Erdene Zuu, Mongolia’s oldest surviving Buddhist monastery, is a sprawling, windswept complex nestled in the Orkhon Valley, the ancient cultural crossroads where Genghis Khan chose to locate the capital of his empire, Karakorum, back in 1220. The monastery – which dates to 1586 and was built with stones from the ruined capital – once had 60 temples and 1,000 monks who lived in hundreds of gers dotted throughout the swaying grass. Now it has just 54 monks, none of whom live on the site, and 13 temples, only one of which – the Lama Temple – can be used for worship.
The Lama Temple is a sturdy Tibetan-style structure, white-washed with upturned eaves and flapping prayer flags. It is presided over by Baasansuren Handsuren, a charismatic, English-speaking monk who entered the monastery in 1991 at the age of 14 and has served as its head lama for seven years. He is preparing to publish his first book, “Erdene Zuu: The Jewel of Enlightenment,” a photographic record of his monastery’s tumultuous 20th-century history that he was inspired to compile after chancing on a few old photos. Researching intermittently over four years, Baasansuren tracked down nearly 200 photographs for which he wrote captions and commentary. “There used to be 100,000 monks in Mongolia,” he explained, a figure that Vesna Wallace, a professor of Buddhist Studies at the University of California at Santa Barbara, notes was roughly 10 per cent of the population. Photos covering this era date from the 1900s to the 1930s and are grouped into chapters on monastic life and the Tsam ritual masked dances for which Erdene Zuu was famous.
The Tsam dancing rituals at Erdene Zuu included 120 or more dancers, all dressed in Mongolian military costumes of yore. But, the last dance was performed in 1936, marking the end of Mongolian Buddhism’s age of prosperity and the start of its near-destruction in the Stalin era, when Mongolia became a Soviet satellite. “Our monastery was destroyed very badly. More than 1,200 monasteries in Mongolia were destroyed.”
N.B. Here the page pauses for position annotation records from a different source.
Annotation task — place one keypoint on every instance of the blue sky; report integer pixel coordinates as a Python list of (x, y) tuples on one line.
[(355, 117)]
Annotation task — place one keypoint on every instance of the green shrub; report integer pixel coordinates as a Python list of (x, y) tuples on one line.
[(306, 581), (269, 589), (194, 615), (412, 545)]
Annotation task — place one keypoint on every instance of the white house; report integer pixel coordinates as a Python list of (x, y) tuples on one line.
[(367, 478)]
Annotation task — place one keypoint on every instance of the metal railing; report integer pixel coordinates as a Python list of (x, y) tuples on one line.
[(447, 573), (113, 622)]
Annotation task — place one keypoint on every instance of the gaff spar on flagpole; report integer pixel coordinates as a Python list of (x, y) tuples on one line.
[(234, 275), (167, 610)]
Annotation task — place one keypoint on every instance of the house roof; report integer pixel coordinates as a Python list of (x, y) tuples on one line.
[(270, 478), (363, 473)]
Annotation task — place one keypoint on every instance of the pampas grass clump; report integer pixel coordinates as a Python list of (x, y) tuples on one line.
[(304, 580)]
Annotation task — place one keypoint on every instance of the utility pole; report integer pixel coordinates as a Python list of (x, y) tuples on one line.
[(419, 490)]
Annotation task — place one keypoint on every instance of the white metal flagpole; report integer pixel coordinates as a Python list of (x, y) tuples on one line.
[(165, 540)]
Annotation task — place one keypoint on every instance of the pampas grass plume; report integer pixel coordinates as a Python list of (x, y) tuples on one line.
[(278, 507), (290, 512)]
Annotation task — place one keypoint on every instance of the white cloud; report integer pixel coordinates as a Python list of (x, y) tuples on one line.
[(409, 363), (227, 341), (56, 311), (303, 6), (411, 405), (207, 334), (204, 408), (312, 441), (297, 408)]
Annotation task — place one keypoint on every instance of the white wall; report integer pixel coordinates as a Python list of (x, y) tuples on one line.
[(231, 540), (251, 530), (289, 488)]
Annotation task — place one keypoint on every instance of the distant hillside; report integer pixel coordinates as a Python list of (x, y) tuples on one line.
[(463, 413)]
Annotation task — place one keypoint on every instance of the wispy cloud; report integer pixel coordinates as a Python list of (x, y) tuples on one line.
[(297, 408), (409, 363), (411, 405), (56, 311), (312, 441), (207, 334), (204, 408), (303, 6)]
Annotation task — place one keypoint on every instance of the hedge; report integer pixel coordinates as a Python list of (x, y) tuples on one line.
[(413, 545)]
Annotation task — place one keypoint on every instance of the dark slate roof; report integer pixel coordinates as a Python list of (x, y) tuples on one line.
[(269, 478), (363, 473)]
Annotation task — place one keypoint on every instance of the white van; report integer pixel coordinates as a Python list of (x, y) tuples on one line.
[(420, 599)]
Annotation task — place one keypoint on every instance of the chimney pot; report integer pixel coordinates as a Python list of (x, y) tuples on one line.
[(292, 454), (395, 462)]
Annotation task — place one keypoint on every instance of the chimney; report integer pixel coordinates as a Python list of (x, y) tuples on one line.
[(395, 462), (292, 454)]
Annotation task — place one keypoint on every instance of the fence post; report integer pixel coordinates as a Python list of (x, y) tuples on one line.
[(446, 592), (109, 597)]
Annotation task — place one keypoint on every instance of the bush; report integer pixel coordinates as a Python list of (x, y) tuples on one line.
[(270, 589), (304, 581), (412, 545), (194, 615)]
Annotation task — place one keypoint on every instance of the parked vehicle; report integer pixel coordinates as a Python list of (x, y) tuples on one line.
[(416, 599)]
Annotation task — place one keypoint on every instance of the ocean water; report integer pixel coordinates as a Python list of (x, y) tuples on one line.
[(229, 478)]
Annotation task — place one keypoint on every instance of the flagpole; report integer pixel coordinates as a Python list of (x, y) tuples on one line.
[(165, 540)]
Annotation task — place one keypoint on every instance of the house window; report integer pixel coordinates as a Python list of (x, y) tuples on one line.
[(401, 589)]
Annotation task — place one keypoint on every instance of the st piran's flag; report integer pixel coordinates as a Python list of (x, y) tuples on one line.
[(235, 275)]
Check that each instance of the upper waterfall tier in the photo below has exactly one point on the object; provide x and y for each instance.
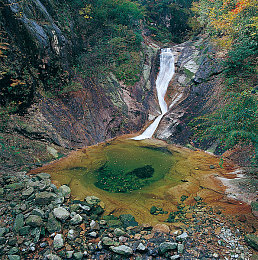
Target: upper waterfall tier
(167, 70)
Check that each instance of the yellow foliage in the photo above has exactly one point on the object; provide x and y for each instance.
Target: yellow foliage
(17, 82)
(225, 17)
(86, 11)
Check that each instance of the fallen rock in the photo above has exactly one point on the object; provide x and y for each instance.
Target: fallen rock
(122, 250)
(162, 228)
(92, 200)
(65, 191)
(141, 247)
(58, 241)
(34, 221)
(61, 213)
(128, 220)
(43, 198)
(252, 241)
(76, 219)
(166, 246)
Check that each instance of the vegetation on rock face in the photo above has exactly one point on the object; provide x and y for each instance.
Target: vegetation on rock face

The destruction of the monasteries, in 1938 and ’39, was accompanied by the murder, jailing, and forced secularisation of Mongolia’s monks. By 1941, according to Wallace, there were only 241 monks left in the entire country, and Buddhism as an institutional religion had effectively been wiped out. Erdene Zuu, however, was saved from complete physical ruin because Mongolian government officials – apparently pressured by Stalin himself – decided to retain one or two monasteries to show foreign visitors.
The other was Gandantengchilin Monastery in Ulan Bator. This decision was also sparked, Baasansuren explained, by the 1944 visit to Mongolia of the American vice president Henry Wallace, at the end of a 27,000-mile, or 43,000 kilometer, trip through China, Siberia and Central Asia.
Baasansuren documents this period with photos from the 1990s, concentrating as much on the revival of the ceremonies that give Erdene Zuu life as on the reconstruction of its physical infrastructure. Indeed, he believes that the focus on fixing buildings should shift to recruitment, education and service.
It is to this end that he has established the school, a cozy low-ceilinged structure, built with local donations and support from the Himalaya Foundation, that currently has 30 students between the ages of 9 and 16. To this end, the young monks receive both Buddhist and secular education.
Baasansuren would like to extend his monastery’s capacity for education and service to the Karakorum community at large through a community center that will have a library, soup kitchen, and classrooms for coursework in Buddhist teachings and meditation.
The local government has provided land for the centre, with the stipulation that it is built within the next year. But since construction is slated to cost $60,000 — double the $30,000 annual budget on which Baasansuren must run the monastery and feed and pay all his monks – this plan may be hard to realise.